I am probably too ill to be writing about a serious subject this morning, but I will try anyway. I have bronchitis and I am not feeling too good. I will likely go back to bed after writing this - and then my son is coming over for dinner this afternoon. How normal does that sound?! And how wonderful! I don't think I will ever take his presence for granted again after that long 13 months of absence. By the way, he is doing well, he moved about a month ago to a lovely apartment just 2 miles away.
I called
Daave yesterday to talk about some nonsense I needed to share with someone who doesn't know the person it was about... and then promptly realized how silly it was. Anyway, he was saying there were ONLY 23 birthdays at his home group last night. I was talking about the distribution of birthdays at the various groups I attend - and it solidified something that has been wandering around in my brain about one of my groups.
At my homegroup, we virtually
adopt and take home and feed and bathe someone in their first year because the group is so established - anyone with under 10 years is considered a newcomer.
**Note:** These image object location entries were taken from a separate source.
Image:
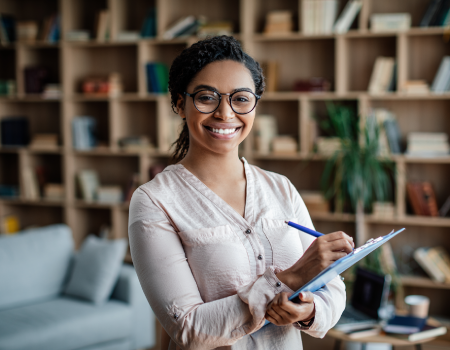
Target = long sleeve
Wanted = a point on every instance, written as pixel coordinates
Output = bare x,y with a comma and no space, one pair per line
329,300
172,292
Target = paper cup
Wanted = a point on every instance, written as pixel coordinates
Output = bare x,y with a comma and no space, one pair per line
417,305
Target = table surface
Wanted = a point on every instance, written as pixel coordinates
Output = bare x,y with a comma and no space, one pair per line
380,338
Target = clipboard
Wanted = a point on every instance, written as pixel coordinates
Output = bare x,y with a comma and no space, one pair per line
341,265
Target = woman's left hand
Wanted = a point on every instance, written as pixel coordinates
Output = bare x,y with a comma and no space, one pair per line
282,312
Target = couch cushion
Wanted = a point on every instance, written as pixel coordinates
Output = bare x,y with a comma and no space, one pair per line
96,269
63,324
34,264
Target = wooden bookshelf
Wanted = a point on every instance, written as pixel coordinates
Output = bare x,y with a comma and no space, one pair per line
346,60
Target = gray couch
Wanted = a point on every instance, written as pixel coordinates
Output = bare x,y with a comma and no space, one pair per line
34,314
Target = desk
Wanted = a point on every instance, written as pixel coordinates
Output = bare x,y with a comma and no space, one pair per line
381,338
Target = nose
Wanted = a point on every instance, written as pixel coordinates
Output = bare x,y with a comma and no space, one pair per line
224,110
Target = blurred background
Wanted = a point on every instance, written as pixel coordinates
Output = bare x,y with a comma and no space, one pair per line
355,114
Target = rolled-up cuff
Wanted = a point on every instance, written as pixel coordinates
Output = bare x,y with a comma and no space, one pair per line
259,294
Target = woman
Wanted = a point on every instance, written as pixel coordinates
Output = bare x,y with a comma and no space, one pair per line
207,235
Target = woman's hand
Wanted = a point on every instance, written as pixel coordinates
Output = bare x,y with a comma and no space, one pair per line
282,312
321,253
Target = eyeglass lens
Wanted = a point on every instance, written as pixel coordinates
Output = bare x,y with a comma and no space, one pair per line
241,101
I am exaggerating slightly, but you get the point.
At another group I attend, there are plenty of birthdays. There is a distribution of people between 35 years and one year. And then there are those who are in their first year, earnestly trying to stay sober. Sometimes they slip, mostly they stay sober.
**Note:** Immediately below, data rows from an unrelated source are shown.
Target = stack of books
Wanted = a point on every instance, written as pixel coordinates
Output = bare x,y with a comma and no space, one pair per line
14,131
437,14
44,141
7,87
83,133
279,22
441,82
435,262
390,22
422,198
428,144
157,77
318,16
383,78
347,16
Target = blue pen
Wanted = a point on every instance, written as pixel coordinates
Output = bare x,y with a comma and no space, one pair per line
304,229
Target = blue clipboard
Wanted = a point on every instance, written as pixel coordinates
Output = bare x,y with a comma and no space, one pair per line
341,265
However, the group I am concerned about has mostly newcomers. At first I loved the group because, well, it has mostly newcomers. It is exhilarating to attend meetings there - they remind me of my homegroup when I got sober... we were all new together. The difference is, most of us stayed sober . After attending the mostly newcomers group for a little over a year, I realize that it is the same group of people who are perennial newcomers. They just "keep comin' back," which is better than dying. However, maybe someone could stress to them that they might try coming back and
not drinking! There are a couple of people who are the self-appointed "old-timers" of this group - they have between ten and fifteen years of sobriety. They sponsor a lot of the slippers. They sit back with beneficent smiles on their faces as they watch the suffering of the masses at the meetings. When someone (like me) comes in and suggests that the newcomers try something like "take the cotton out of your ears and put it in your mouth," and listen and try to learn something - the nice old-timers get annoyed with me. They don't believe in being confrontational and non-supportive to the newcomers.
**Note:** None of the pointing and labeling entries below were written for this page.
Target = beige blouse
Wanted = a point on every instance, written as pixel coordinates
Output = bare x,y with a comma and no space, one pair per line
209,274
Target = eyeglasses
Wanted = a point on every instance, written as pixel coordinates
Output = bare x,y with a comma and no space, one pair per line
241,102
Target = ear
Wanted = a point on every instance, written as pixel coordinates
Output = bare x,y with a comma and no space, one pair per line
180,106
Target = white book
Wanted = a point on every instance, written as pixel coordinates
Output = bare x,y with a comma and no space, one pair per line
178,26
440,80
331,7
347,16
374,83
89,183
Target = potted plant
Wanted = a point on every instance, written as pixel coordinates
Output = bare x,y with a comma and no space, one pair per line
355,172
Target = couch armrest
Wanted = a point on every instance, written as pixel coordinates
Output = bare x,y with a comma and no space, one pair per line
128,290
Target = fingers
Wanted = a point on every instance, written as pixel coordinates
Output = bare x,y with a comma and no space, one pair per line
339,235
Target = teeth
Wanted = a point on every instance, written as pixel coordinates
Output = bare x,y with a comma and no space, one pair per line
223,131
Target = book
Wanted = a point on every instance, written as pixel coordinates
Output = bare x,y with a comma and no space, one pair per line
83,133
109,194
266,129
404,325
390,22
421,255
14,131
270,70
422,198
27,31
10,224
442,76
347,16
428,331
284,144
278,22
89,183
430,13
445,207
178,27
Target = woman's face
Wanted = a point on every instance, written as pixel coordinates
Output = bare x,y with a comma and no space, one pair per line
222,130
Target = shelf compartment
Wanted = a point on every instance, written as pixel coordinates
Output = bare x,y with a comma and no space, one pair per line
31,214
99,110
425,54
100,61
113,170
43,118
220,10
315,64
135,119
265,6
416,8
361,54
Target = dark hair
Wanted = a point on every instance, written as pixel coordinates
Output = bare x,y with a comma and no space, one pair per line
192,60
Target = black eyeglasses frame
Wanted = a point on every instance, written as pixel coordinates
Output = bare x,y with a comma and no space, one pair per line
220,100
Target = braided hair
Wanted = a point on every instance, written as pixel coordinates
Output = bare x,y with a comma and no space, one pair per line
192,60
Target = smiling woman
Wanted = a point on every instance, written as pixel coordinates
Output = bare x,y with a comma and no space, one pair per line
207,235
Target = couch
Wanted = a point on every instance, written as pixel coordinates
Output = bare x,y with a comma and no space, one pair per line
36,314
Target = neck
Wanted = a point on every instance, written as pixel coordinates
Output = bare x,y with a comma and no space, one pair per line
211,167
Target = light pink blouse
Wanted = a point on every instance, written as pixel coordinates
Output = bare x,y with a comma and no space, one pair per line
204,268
Well, how nice is it to let someone kill themselves before your eyes? How responsible is it to sit there with a simple life-saving answer, and not fully share it with someone who is dying?
I thank God for the nasty mean people who were around when I got sober. They told me "shut the f*** up, you don't know anything." I am not kidding. When I went to one and whined that I felt like drinking, he handed me a dollar bill - when I asked him what it was for, he said "for your first drink." They used to say such charming things as "Sympathy is in the dictionary - between shit and syphilis." Did I fall in love with these people? Heck no! Did I listen to them? Yes! They were sober and I was not! I wanted to be sober! No one had to convince me of that.
Somehow I never got the idea that it would be OK for me to have a little drink and then just come on back to a meeting. It was stressed to me that if I am alcoholic (which I am) I might never make it back to a meeting. I might not live through my next drunk. And once I take a drink, I am not able to stop drinking on my own! They used to say things like "I know I have another drunk in me, but I don't know if I have another sobering up."
I don't think being endlessly kind to slippers is that good for them. I think we might just be killing them with kindness.
If you alcoholic and you are done drinking, please, please stick around. It gets better.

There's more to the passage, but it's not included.